And, of course, it’s gloriously ambiguous. It’s a two hour ride through unanswered questions – it is a Nietzsche-esque story a bout the death of God and the apotheosis of Man? Is it a Gnostic story about the redeemed redeemer, as The Matrix would later attempt to be with far less subtlety? Is it a cautionary tale about big-brotherism disguised as commerce?
It’s all of these things, of course, depending on the angle you approach the film from, and you see different pieces of it at different places in life.

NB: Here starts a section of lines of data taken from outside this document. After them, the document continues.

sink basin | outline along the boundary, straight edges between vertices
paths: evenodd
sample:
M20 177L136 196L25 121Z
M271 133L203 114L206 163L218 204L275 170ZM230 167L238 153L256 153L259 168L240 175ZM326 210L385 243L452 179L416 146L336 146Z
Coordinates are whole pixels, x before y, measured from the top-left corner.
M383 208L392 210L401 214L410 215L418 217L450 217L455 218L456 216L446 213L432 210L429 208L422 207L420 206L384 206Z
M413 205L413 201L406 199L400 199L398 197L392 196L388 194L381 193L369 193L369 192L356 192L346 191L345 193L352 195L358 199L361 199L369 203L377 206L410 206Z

So, is a lifelong love of this film enough to make the Final Cut worth buying? Particularly when most fans have copies of various versions of the film already? For my money, it’s a resounding yes. The Final Cut version finishes a film that never got finished. It’s shorter, tighter, more brutal and upsetting, it’s truer to the spirit of Philip K. Dick, the man who wrote the book upon which the film is based, and its relative brevity make the film a lot more powerful. I’ve seen the other cuts of the film totaling over thirty times, and the Final Cut is by far and away the best for a lot of very subtle reasons. If you’re studying film, or into making films, the collection of all the different versions together is a must have. If you’re interested in food for thought, a meditation, Blade Runner is a film that bears close scrutiny.
I hope you all enjoy it as much as I did.